SuMa: A Subspace Mapping Approach for Robust and Effective Concept Erasure in Text-to-Image Diffusion Models
Kien Nguyen 1,2, Anh Tran 1,2, Cuong Pham 2,1
Published on arXiv
2509.05625
Output Integrity Attack
OWASP ML Top 10 — ML09
Key Finding
SuMa achieves image quality comparable to effectiveness-focused methods while matching robustness-focused methods in erasure completeness, uniquely handling narrow concepts like celebrities and copyrighted characters where prior methods failed to balance both properties.
SuMa (Subspace Mapping)
Novel technique introduced
The rapid growth of text-to-image diffusion models has raised concerns about their potential misuse in generating harmful or unauthorized contents. To address these issues, several Concept Erasure methods have been proposed. However, most of them fail to achieve both robustness, i.e., the ability to robustly remove the target concept., and effectiveness, i.e., maintaining image quality. While few recent techniques successfully achieve these goals for NSFW concepts, none could handle narrow concepts such as copyrighted characters or celebrities. Erasing these narrow concepts is critical in addressing copyright and legal concerns. However, erasing them is challenging due to their close distances to non-target neighboring concepts, requiring finer-grained manipulation. In this paper, we introduce Subspace Mapping (SuMa), a novel method specifically designed to achieve both robustness and effectiveness in easing these narrow concepts. SuMa first derives a target subspace representing the concept to be erased and then neutralizes it by mapping it to a reference subspace that minimizes the distance between the two. This mapping ensures the target concept is robustly erased while preserving image quality. We conduct extensive experiments with SuMa across four tasks: subclass erasure, celebrity erasure, artistic style erasure, and instance erasure and compare the results with current state-of-the-art methods. Our method achieves image quality comparable to approaches focused on effectiveness, while also yielding results that are on par with methods targeting completeness.
Key Contributions
- SuMa derives a target subspace representing the concept to be erased and neutralizes it by mapping it to a reference subspace that minimizes inter-subspace distance, enabling robust erasure without degrading neighboring concepts.

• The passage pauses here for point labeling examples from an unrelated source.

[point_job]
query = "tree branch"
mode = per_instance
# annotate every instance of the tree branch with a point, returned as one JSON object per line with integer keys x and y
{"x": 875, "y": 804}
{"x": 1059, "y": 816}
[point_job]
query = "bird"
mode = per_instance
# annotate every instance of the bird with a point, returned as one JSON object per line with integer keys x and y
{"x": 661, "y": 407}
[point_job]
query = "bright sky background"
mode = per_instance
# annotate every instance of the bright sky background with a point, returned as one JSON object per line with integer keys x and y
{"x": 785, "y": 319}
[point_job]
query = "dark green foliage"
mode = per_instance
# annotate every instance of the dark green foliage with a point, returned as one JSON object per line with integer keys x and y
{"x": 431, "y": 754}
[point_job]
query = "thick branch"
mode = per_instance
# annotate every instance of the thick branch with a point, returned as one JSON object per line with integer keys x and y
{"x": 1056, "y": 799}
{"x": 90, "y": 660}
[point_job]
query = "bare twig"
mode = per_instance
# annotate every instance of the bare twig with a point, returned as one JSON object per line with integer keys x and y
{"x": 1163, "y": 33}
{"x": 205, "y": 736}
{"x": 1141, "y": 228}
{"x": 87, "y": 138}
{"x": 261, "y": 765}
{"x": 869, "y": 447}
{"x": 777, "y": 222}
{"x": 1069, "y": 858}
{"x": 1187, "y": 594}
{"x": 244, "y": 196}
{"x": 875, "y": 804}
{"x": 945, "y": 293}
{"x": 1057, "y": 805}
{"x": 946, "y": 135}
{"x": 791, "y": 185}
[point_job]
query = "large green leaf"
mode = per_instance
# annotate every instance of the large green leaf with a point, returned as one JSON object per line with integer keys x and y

- Addresses narrow concept erasure (celebrities, copyrighted characters) which existing methods fail on due to close proximity of target and non-target concepts in embedding space.
- Demonstrates balance between robustness (completeness of erasure under adversarial prompts) and effectiveness (preserving image quality) across four erasure tasks: subclass, celebrity, artistic style, and instance erasure.
🛡️ Threat Analysis
Concept erasure directly addresses output integrity of generative models — the defense prevents diffusion models from producing harmful, unauthorized, or copyright-infringing outputs. The robustness criterion specifically evaluates resistance to adversarial prompts trying to regenerate erased concepts, making this a content-integrity defense for AI-generated outputs.